Photo: Gilles Sabrié for WSJ
ドナルド・トランプ米大統領が中国製品に高関税を課したことで、貿易を巡ってすでに圧力を受けている世界経済がさらなる問題に直面する可能性がある。4000億ドル(約58兆円)相当の中国製品が代替市場を求めて世界中にあふれるという問題だ。
米国の消費者と企業は2日、中国からの輸入品にかかる関税が9日から平均約70%になると告げられた。トランプ氏が「解放の日」の貿易攻勢の一環で、中国に厳しい追加関税を課したためだ。米国では家電製品からおもちゃ、機械、製造業に欠かせない部品に至るまでさまざまなモノの価格が上昇するだろう。
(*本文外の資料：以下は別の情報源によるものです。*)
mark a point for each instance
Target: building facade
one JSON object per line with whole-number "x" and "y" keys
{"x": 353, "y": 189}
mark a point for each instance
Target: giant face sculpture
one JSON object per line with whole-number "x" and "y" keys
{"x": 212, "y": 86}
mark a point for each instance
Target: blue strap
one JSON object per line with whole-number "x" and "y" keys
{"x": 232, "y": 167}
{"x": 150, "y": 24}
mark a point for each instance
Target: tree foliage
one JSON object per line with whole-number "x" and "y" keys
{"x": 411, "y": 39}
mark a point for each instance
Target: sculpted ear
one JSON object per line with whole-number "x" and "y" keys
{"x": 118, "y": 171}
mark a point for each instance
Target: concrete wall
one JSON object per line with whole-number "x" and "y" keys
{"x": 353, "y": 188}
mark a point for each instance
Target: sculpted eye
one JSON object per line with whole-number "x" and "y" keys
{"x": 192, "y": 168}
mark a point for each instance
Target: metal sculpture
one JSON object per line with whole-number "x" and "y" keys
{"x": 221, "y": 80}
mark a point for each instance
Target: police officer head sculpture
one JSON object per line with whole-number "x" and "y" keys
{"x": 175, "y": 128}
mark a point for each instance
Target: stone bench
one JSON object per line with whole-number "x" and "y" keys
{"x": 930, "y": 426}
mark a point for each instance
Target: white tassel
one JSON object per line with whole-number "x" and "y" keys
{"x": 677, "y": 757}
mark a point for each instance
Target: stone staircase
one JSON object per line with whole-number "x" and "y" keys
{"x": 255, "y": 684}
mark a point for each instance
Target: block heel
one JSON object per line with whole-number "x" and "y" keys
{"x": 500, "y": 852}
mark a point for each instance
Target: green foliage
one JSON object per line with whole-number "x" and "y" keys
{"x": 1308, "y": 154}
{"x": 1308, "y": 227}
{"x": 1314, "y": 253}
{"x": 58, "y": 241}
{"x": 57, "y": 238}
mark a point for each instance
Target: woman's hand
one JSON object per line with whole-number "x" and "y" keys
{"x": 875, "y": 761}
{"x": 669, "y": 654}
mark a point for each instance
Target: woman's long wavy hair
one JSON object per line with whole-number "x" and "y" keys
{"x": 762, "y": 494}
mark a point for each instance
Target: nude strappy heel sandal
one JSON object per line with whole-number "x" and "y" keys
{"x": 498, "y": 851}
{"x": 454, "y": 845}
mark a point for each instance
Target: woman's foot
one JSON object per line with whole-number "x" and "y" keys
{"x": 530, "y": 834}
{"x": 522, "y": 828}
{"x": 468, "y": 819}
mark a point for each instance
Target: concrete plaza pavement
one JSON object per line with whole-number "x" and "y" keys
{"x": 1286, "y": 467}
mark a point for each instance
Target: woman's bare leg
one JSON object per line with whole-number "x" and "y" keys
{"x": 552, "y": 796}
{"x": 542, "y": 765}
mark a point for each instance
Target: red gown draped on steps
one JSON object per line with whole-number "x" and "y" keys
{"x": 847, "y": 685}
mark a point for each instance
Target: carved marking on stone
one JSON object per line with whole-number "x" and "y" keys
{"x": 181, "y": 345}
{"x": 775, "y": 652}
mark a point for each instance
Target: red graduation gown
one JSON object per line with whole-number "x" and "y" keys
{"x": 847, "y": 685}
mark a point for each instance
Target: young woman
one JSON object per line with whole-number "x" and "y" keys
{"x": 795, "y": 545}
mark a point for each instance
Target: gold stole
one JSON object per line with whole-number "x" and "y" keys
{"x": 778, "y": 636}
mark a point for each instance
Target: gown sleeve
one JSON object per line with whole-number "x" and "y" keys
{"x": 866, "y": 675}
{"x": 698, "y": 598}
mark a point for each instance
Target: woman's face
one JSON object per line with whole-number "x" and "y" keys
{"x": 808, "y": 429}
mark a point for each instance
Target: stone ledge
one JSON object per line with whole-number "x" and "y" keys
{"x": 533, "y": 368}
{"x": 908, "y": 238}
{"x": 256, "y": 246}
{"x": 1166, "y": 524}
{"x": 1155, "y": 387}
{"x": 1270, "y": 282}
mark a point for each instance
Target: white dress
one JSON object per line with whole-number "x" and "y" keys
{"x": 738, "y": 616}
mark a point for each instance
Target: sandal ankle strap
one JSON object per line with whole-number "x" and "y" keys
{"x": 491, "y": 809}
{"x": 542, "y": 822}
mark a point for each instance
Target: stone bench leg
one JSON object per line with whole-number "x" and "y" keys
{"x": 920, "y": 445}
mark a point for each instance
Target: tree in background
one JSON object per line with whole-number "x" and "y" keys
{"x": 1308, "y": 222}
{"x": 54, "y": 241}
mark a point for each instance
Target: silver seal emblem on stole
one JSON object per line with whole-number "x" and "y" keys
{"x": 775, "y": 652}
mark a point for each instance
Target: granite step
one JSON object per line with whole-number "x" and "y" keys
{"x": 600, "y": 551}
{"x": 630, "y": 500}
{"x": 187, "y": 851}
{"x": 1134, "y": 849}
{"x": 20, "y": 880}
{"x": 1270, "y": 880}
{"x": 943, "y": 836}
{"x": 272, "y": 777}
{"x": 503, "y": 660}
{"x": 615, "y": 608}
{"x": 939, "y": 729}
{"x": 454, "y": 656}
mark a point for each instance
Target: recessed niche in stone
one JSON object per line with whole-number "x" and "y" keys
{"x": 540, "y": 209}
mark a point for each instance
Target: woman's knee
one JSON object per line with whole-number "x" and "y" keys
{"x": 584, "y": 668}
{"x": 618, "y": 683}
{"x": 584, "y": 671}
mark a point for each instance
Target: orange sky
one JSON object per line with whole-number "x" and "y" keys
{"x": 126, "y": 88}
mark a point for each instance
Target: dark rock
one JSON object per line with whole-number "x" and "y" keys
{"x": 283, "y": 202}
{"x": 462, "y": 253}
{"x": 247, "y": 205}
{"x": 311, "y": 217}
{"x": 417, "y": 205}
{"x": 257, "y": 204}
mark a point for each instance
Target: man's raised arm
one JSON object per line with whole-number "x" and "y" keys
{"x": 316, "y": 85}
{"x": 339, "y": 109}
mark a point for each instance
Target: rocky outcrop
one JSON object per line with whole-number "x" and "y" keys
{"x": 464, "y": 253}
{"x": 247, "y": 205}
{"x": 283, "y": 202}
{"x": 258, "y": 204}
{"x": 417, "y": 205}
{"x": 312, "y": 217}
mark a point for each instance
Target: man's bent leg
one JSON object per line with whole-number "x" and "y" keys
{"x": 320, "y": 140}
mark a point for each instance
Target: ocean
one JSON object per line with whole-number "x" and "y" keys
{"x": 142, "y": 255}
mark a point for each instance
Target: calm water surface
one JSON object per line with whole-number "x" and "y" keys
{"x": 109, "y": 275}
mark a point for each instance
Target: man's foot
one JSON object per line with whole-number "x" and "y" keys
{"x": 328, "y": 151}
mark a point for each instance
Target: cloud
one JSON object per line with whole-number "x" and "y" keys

関税の壁が高くなれば、すでに中国製品であふれている世界市場に、従来は米国向けだった輸出品の一部が流入する可能性がある。そうなれば、各国が反発している「中国ショック」が激化する恐れがあるとエコノミストは指摘する。米国が輸入を減らせば、ベトナムや韓国、日本なども輸出先を変更せざるを得なくなり、輸出障壁の高まりに直面する可能性がある。
貿易戦争はこうした連鎖反応によって急速にエスカレートするとエコノミストは指摘する。報復の応酬で防御的な障壁が増え、より多くの国が巻き込まれることになる。
「本当の火花はこれからだ」。世界貿易について著作がある北京大学のマイケル・ペティス教授(金融)はこう述べた。
トランプ氏は2日、貿易相手国が輸出を拡大する一方で自国の輸入障壁を高く維持し、米国を不利に追い込んでいるとして、各国に課す関税率を明らかにした。